As of 16 January 2022 it is at 3rd place in the list of Korean films released in the year 2022, with combined gross of US$1.81 million and 230,785 admissions for both years.

===Critical response===
Jo Yeon-kyung reviewing for JTBC rated it with 2.5 out of 5 on popcorn index and stated that running time of the film was short as it had many stories.
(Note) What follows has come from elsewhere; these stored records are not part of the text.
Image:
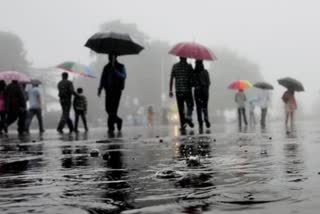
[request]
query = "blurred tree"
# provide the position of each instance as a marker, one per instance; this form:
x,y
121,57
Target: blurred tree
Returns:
x,y
12,52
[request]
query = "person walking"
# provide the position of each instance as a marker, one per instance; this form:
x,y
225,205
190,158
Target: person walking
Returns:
x,y
252,106
35,107
290,105
182,74
201,83
3,125
66,91
80,109
240,99
16,105
113,82
263,101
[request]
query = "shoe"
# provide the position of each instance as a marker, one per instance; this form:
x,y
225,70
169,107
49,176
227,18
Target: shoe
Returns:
x,y
190,123
208,125
119,125
60,131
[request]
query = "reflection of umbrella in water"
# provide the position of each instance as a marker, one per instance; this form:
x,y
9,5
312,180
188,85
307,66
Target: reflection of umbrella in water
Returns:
x,y
240,85
113,43
192,50
76,68
291,83
263,85
14,75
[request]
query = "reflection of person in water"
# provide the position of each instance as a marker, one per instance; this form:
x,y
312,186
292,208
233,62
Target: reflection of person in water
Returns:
x,y
116,190
294,163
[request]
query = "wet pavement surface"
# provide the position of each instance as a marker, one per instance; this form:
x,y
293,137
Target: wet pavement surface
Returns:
x,y
157,170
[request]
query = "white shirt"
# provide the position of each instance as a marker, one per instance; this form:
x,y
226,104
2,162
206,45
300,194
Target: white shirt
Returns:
x,y
34,98
264,99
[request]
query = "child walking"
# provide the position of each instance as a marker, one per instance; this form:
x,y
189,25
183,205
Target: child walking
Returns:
x,y
80,109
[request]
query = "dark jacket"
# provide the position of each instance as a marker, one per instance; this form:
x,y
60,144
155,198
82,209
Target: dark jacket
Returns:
x,y
80,103
66,90
113,78
15,99
201,79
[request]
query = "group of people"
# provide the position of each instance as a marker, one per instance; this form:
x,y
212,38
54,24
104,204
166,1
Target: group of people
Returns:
x,y
13,106
191,86
186,79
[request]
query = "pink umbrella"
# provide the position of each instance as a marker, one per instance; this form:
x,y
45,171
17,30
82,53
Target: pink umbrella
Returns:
x,y
192,50
14,75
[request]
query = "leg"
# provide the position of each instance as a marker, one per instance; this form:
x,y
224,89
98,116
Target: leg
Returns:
x,y
22,122
180,104
76,121
40,121
29,119
84,120
109,105
239,117
190,104
244,116
205,98
199,108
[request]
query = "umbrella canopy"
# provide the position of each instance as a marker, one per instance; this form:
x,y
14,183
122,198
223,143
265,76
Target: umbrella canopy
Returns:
x,y
240,85
111,42
289,82
192,50
14,75
77,68
263,85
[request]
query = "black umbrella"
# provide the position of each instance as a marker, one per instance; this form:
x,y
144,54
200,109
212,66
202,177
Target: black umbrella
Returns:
x,y
110,42
291,83
263,85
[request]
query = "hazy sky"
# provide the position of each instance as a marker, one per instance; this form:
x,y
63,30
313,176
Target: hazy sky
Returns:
x,y
282,36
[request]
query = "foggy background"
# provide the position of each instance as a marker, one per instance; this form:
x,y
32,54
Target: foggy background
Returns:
x,y
254,40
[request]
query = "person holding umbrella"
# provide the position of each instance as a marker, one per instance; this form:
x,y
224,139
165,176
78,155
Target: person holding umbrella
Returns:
x,y
290,103
113,82
114,73
182,73
201,83
290,106
3,126
263,100
66,91
240,98
35,106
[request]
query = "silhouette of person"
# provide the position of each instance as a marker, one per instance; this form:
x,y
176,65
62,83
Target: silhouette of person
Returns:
x,y
16,105
182,74
113,82
201,83
66,90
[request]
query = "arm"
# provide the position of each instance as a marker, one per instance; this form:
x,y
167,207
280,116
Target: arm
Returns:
x,y
171,83
121,73
102,80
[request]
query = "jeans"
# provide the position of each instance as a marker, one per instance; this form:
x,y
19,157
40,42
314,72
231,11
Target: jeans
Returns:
x,y
21,116
242,113
65,117
263,116
201,96
82,114
184,98
38,114
112,104
3,122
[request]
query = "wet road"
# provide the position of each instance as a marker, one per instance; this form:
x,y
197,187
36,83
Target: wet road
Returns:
x,y
159,171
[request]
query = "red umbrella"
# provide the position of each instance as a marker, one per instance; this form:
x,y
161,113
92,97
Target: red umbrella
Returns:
x,y
192,50
14,75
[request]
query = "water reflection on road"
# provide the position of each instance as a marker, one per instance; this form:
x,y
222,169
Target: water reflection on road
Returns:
x,y
160,171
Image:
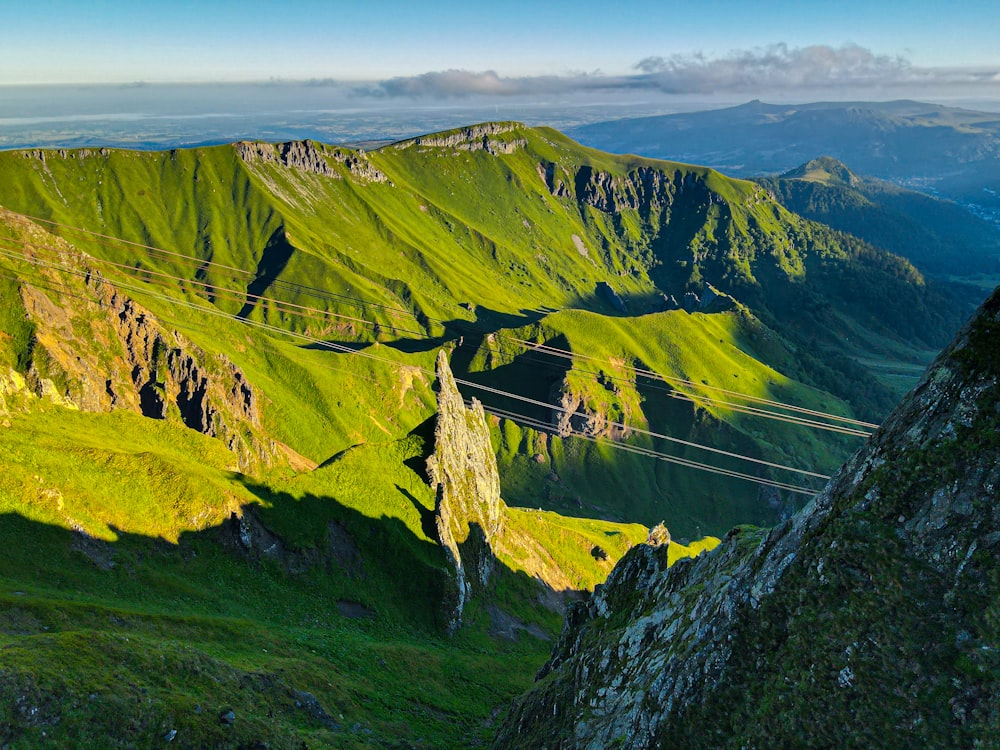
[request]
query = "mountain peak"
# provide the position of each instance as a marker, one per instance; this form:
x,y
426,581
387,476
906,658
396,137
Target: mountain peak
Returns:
x,y
825,170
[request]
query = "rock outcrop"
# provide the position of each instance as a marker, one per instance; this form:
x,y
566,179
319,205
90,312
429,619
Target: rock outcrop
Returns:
x,y
469,512
475,138
872,618
95,349
312,158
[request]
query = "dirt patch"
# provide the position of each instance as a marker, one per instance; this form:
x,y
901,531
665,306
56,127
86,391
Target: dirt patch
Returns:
x,y
354,610
509,628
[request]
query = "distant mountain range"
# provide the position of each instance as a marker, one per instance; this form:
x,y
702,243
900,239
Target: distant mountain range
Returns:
x,y
953,152
939,236
242,500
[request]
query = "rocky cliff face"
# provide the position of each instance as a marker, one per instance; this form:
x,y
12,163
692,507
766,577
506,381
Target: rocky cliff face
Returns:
x,y
93,348
312,158
872,618
469,512
475,138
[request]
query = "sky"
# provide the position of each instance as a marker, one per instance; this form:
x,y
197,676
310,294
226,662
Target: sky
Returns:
x,y
74,72
124,41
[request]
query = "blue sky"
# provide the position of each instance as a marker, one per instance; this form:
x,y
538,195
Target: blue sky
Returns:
x,y
102,41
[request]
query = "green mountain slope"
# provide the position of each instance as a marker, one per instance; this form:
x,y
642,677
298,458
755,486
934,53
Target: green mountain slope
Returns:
x,y
871,618
491,230
214,439
938,236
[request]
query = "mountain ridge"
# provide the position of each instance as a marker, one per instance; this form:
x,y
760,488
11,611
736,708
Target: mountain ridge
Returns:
x,y
879,602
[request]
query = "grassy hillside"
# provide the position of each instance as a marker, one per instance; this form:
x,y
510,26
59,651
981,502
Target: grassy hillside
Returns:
x,y
214,438
481,231
939,236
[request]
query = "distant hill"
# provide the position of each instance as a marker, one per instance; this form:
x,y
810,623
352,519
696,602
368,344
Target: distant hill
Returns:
x,y
220,418
951,151
938,236
503,230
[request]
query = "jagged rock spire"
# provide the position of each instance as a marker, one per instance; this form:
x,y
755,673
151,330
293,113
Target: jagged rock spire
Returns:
x,y
468,512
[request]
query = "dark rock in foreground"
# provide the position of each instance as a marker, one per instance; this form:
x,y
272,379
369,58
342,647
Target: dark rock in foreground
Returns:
x,y
870,619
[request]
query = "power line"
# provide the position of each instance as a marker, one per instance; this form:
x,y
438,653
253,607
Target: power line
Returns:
x,y
699,399
348,350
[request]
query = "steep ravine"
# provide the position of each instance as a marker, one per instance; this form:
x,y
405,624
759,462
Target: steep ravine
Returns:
x,y
872,618
94,348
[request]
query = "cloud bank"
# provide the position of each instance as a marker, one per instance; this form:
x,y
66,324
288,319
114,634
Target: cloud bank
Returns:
x,y
776,68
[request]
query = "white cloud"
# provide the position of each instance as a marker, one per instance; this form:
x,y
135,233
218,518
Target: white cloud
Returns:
x,y
773,69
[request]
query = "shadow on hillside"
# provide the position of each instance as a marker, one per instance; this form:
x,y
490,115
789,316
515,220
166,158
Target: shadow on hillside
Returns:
x,y
465,331
273,260
285,560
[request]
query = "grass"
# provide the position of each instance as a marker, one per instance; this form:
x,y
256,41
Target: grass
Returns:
x,y
126,578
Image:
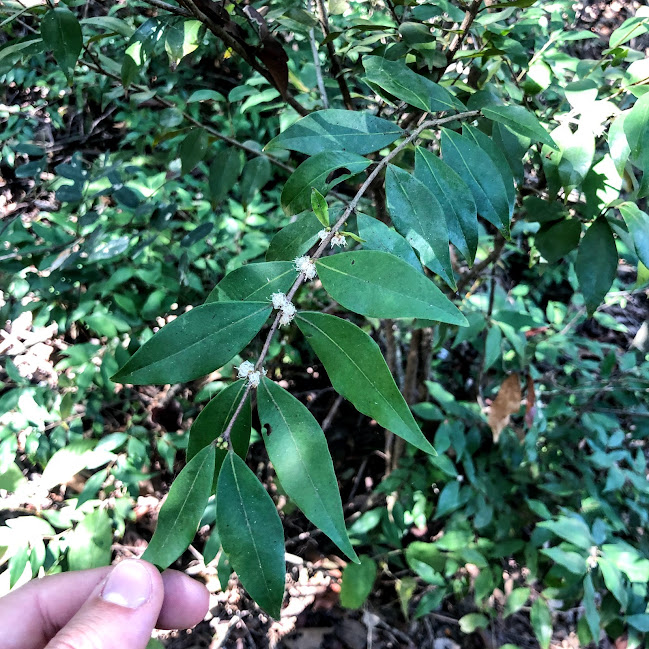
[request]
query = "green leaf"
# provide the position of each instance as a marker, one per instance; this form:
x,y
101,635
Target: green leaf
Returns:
x,y
298,451
378,236
455,198
90,543
613,580
214,419
473,621
541,620
380,285
521,121
475,167
637,223
224,172
254,282
573,530
251,534
194,344
183,509
571,561
314,173
61,33
294,239
419,217
320,207
360,374
399,80
193,148
596,264
337,130
555,240
358,581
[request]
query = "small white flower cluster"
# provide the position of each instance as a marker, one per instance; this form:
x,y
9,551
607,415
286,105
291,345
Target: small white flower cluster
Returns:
x,y
337,240
247,371
285,306
306,265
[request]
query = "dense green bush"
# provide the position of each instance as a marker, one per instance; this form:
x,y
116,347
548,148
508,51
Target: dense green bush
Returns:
x,y
462,183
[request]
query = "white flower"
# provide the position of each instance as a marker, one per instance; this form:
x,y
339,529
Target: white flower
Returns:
x,y
279,300
287,315
307,266
244,369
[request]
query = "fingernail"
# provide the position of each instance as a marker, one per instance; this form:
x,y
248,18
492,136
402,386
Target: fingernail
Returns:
x,y
128,585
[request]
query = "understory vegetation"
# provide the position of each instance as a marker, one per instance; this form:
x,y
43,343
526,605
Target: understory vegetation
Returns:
x,y
340,306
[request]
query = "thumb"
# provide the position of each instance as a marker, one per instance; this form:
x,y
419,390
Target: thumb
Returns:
x,y
121,611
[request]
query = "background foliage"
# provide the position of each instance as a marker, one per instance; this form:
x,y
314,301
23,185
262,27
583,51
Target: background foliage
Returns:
x,y
135,179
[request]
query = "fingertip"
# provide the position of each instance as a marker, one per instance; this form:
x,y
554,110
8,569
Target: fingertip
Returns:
x,y
186,601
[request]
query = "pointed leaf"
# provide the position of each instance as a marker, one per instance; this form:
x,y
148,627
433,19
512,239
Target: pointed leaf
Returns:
x,y
637,223
399,80
380,285
254,282
314,173
359,373
251,534
475,167
378,236
181,512
541,622
194,344
419,217
61,33
337,130
298,450
455,198
596,264
214,419
520,120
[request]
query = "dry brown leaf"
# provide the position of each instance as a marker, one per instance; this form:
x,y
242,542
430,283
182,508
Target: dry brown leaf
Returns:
x,y
505,404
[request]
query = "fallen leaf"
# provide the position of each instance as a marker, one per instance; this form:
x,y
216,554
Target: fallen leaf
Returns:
x,y
506,404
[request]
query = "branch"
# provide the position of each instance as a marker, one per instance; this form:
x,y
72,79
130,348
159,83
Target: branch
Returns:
x,y
458,39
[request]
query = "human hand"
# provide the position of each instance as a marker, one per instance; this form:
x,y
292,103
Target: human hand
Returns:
x,y
106,608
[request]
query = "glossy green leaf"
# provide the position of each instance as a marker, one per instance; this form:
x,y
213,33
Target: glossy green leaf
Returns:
x,y
337,130
455,198
399,80
214,419
61,33
359,373
596,264
378,236
90,543
541,620
299,453
380,285
181,512
520,120
194,344
254,282
315,172
224,172
419,217
320,207
193,148
358,581
555,240
475,167
637,223
294,239
251,534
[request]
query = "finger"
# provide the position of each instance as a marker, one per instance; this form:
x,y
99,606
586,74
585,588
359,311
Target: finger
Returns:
x,y
53,601
120,612
186,601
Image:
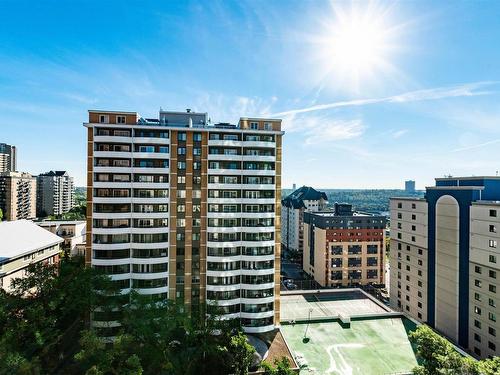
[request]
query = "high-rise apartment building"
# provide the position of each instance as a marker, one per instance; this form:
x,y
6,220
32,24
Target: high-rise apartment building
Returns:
x,y
344,247
17,195
8,158
186,210
55,193
410,186
292,215
445,260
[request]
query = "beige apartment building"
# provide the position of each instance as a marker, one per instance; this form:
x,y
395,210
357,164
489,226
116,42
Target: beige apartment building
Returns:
x,y
444,254
23,243
184,209
344,247
17,195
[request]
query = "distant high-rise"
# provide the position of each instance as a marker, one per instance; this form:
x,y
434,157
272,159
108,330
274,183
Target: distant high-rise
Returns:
x,y
55,193
8,159
410,186
17,195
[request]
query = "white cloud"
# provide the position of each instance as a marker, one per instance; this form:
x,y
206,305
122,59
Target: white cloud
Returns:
x,y
467,89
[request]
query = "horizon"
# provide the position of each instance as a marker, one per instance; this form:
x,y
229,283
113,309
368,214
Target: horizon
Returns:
x,y
371,94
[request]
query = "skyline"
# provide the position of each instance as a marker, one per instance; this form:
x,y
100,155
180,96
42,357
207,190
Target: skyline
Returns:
x,y
426,106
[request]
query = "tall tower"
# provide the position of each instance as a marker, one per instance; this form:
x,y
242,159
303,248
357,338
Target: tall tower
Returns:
x,y
182,209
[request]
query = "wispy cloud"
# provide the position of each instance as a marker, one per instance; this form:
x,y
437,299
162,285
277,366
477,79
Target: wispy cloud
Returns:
x,y
461,90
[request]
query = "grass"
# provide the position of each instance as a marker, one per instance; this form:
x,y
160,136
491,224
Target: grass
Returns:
x,y
374,346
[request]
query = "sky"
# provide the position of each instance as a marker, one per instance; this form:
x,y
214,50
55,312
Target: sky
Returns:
x,y
370,93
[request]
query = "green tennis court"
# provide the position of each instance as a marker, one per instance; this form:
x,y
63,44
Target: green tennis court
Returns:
x,y
373,346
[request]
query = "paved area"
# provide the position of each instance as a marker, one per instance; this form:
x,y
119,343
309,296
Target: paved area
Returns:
x,y
376,346
327,305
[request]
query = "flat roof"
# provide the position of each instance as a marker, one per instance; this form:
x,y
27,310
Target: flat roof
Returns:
x,y
21,237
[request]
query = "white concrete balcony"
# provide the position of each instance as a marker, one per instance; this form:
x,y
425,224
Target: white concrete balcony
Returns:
x,y
266,271
152,140
149,276
230,244
257,258
271,158
111,139
111,246
258,229
257,286
250,144
112,184
117,200
258,329
153,200
257,243
153,245
150,185
110,262
124,230
148,230
257,315
149,215
226,302
228,172
113,215
223,288
151,155
161,289
149,260
212,157
220,142
224,273
258,172
113,154
257,300
146,170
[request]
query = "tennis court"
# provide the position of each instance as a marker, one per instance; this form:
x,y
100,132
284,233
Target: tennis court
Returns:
x,y
327,305
374,346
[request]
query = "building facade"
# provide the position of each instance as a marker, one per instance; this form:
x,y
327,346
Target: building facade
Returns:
x,y
186,210
444,260
292,215
55,193
23,243
343,247
8,158
72,232
17,195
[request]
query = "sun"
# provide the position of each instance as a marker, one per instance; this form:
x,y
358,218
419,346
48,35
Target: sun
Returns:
x,y
355,45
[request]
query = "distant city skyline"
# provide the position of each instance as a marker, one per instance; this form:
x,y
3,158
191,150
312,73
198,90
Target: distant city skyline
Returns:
x,y
371,93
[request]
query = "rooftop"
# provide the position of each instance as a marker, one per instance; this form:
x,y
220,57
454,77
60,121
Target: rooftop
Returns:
x,y
21,237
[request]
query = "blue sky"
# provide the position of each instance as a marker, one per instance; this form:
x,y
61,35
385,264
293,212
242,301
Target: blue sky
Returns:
x,y
426,104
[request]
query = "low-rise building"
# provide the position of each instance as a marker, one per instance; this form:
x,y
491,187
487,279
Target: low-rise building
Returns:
x,y
17,195
72,232
22,243
292,215
344,247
She appreciated the performances of ensemble and especially praised Kang Ha-neul and Lee Kwang-soo saying, "[they] showed off their outstanding abilities". Concluding review Jo opined that the it was not a superhero film and genre was not refreshing, still "the pleasant warmth is not pushed away." And Jo ended it writing, "In the cinematic ending of finding each person's relationship, the original growth that makes me fall in love is also a healing message conveyed by Happy New Year." Park Jae-hwan of KBS Entertainment wrote, "It is a spectacle love story in which the 14 main characters unfold at least 7 romances." Concluding Park stated, "This movie is a kind of film that asks you to spend the new year warmly with your family or with someone who will become your family. It is happy to see it in the theater and happy to see it on TV. Anyway, "Happy New Year~"".